Sorry to hear of struggles maggie and carrie. As sleep wisely points out it unfortunately comes with ups and downs. Something I was reminded of last week. I just so want it "sorted".

Big hugs to us all. Thanks

FightingBed2014 · 15/10/2014 08:31

Good luck with the event Margo. Maggie I hope today is more settled in this new job for you. The first day is now in the past, you did itGrin . carrie the book seems to be doing you good. Are you finding things that click with how you feel and act?

I'm up and down but also that time of the month for me too.x

Perfectlypurple · 15/10/2014 16:53

Very quick update as have dh family visiting - got a call about the job today. I am a 'preferred candidate' and just have to do a medical and have vetting done. I am so relieved.
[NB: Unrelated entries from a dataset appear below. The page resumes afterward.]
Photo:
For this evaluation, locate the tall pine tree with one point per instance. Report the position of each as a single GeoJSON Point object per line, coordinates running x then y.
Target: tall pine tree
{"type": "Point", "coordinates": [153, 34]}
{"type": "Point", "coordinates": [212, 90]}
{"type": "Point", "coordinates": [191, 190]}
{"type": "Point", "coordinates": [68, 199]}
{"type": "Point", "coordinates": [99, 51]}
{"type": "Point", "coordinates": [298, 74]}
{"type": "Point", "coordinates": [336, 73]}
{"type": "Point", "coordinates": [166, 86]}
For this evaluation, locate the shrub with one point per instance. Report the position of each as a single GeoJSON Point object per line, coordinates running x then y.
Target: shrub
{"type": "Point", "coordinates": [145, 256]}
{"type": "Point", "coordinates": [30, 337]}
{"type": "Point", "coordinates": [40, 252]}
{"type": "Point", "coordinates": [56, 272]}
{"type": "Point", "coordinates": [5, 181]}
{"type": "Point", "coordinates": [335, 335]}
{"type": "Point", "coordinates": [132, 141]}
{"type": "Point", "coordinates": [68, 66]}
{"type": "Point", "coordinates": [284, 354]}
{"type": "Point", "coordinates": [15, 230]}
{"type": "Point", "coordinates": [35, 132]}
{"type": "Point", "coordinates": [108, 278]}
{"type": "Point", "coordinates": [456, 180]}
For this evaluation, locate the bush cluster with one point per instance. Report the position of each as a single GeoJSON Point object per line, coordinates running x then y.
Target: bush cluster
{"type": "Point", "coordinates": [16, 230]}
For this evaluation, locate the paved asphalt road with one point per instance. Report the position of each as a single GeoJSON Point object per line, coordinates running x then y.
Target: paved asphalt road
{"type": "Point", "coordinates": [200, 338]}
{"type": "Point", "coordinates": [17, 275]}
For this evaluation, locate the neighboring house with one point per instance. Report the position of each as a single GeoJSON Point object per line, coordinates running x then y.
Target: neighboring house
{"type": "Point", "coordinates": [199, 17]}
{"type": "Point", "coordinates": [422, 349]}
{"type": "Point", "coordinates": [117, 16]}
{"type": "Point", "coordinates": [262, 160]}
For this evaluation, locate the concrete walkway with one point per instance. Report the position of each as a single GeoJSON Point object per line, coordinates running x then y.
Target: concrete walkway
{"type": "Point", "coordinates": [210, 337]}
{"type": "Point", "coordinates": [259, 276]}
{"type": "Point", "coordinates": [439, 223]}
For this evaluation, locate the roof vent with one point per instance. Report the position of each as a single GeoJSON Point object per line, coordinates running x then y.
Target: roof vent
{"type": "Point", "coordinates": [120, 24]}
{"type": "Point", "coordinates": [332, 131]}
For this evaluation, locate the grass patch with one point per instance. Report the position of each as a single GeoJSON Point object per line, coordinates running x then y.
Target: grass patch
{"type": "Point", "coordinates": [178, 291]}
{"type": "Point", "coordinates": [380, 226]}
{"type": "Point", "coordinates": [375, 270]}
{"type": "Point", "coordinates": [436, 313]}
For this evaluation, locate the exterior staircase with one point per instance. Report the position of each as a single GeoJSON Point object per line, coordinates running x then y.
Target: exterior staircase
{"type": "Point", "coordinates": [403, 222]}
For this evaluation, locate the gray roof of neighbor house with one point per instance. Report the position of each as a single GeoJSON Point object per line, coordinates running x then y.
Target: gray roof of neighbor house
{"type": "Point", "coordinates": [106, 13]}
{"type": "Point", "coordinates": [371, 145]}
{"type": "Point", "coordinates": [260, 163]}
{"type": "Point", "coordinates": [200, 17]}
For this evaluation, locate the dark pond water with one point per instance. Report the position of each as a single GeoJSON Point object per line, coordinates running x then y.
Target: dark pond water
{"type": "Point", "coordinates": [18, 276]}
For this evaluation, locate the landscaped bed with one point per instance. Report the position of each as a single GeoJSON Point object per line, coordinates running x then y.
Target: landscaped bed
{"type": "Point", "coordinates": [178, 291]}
Will pop back on properly when visitors gone at the weekend.

Sleepwhenidie · 15/10/2014 16:58

That's fantastic news Purple, so pleased for you SmileSmile

carriewintermeadow · 15/10/2014 17:26

That's great news Purple Smile

carriewintermeadow · 15/10/2014 17:29

At the moment it seems to be boredom, general restlessness and my inability to concentrate that is causing me to eat outside meals.

On the plus side the people who viewed our house today seemed to like it and we have another viewing tomorrow. Fingers crossed.

FightingBed2014 · 15/10/2014 17:38

Great news purple, so happy for you! I hope you have a lovely weekend.x

FightingBed2014 · 15/10/2014 17:43

Fingers crossed for the house carrie.

Do you have any hobbies or something that you have wanted to try? Maybe now would be a good time to explore and find something new to stimulate you.x

carriewintermeadow · 15/10/2014 18:26

No hobbies as such, Fighting, mainly reading and MNing. I might do a bit of knitting now it's getting cooler again.

carriewintermeadow · 16/10/2014 10:59

Having a bad day today, filled with self loathing, saw myself in the mirror, I look so fat and ugly, hate my hair. I went back to bed and really don't want to get up Sad

Wish I could stop feeling like this.

Sorry to be so negative. Hope everybody is ok.